Reputation: 35
Hello everyone!
I have a dataframe with 2510765 rows containing application reviews with relative score and having the following structure:
root
|-- content: string (nullable = true)
|-- score: string (nullable = true)
I wrote these two functions, to remove punctuation and remove emojis from text:
import string
def remove_punct(text):
return text.translate(str.maketrans('', '', string.punctuation))
and
import re
def removeEmoji(text):
regrex_pattern = re.compile(pattern = "["
u"\U0001F600-\U0001F64F" # emoticons
u"\U0001F300-\U0001F5FF" # symbols & pictographs
u"\U0001F680-\U0001F6FF" # transport & map symbols
u"\U0001F1E0-\U0001F1FF" # flags (iOS)
"]+", flags = re.UNICODE)
return regrex_pattern.sub(r'',text)
I use the udf
function to create a spark function starting from the ones I defined for the removal of punctuation and emojis:
from pyspark.sql.functions import udf
punct_remove = udf(lambda s: remove_punct(s))
removeEmoji = udf(lambda s: removeEmoji(s))
But I get the following error:
TypeError Traceback (most recent call last)
<ipython-input-29-e5d42d609b59> in <module>()

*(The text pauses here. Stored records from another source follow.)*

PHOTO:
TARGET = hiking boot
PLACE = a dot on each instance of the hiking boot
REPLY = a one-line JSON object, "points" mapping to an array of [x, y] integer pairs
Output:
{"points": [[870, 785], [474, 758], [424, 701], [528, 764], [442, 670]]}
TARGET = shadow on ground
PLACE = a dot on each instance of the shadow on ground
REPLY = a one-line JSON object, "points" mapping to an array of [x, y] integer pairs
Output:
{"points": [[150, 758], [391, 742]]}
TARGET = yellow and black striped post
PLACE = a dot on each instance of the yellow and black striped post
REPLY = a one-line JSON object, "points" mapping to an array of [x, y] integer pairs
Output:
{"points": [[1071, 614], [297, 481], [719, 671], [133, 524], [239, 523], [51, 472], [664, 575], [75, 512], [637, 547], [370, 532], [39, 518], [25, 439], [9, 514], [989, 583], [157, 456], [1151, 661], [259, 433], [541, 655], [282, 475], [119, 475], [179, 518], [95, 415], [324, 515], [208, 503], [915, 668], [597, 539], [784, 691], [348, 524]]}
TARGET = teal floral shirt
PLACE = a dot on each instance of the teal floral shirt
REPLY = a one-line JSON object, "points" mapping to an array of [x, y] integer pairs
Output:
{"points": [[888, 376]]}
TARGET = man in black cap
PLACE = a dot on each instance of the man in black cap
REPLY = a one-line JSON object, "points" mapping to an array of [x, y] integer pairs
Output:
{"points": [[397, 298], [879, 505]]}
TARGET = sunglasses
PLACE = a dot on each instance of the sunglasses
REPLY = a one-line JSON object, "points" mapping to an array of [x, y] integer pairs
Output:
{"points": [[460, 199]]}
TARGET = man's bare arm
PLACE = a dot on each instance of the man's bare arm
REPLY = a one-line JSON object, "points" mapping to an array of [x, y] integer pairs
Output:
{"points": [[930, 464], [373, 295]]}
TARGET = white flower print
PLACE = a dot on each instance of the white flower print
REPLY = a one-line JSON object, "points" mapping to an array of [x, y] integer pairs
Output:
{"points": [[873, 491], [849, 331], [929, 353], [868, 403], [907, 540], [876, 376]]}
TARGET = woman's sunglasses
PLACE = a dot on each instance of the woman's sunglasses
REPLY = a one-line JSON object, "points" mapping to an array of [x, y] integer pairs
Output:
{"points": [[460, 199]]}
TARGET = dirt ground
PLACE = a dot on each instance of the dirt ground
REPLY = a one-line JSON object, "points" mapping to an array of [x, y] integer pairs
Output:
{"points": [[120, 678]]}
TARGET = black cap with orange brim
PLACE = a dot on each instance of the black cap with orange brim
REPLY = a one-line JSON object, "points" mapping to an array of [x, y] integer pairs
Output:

----> 1 new_df = new_df.withColumn("content", remove_punct(df_merge["content"]))
2 new_df.show(5)
<ipython-input-21-dee888ef5b90> in remove_punct(text)
2
3 def remove_punct(text):
----> 4 return text.translate(str.maketrans('', '', string.punctuation))
5
6
TypeError: 'Column' object is not callable
How can it be solved? Is there another way to make user-written functions run on the dataframe?
Thank you ;)
Upvotes: 1
Views: 1581
Reputation: 14905
The stack trace suggests that you are calling the python method directly, not the udf.
remove_punct
is a plain vanilla Python function while punct_remove
is a udf that can be used as second parameter of the withColumn
call.
One way to solve the problem is to use punct_remove
instead of remove_punct
in the withColumn
call.
Another way to reduce the chance of mixing up the Python function with the udf is to use the @udf
annotation:
from pyspark.sql import functions as F
from pyspark.sql import types as T
@F.udf(returnType=T.StringType())
def remove_punct(text):
return text.translate(str.maketrans('', '', string.punctuation))
df.withColumn("content", remove_punct(F.col("content"))).show()
Upvotes: 1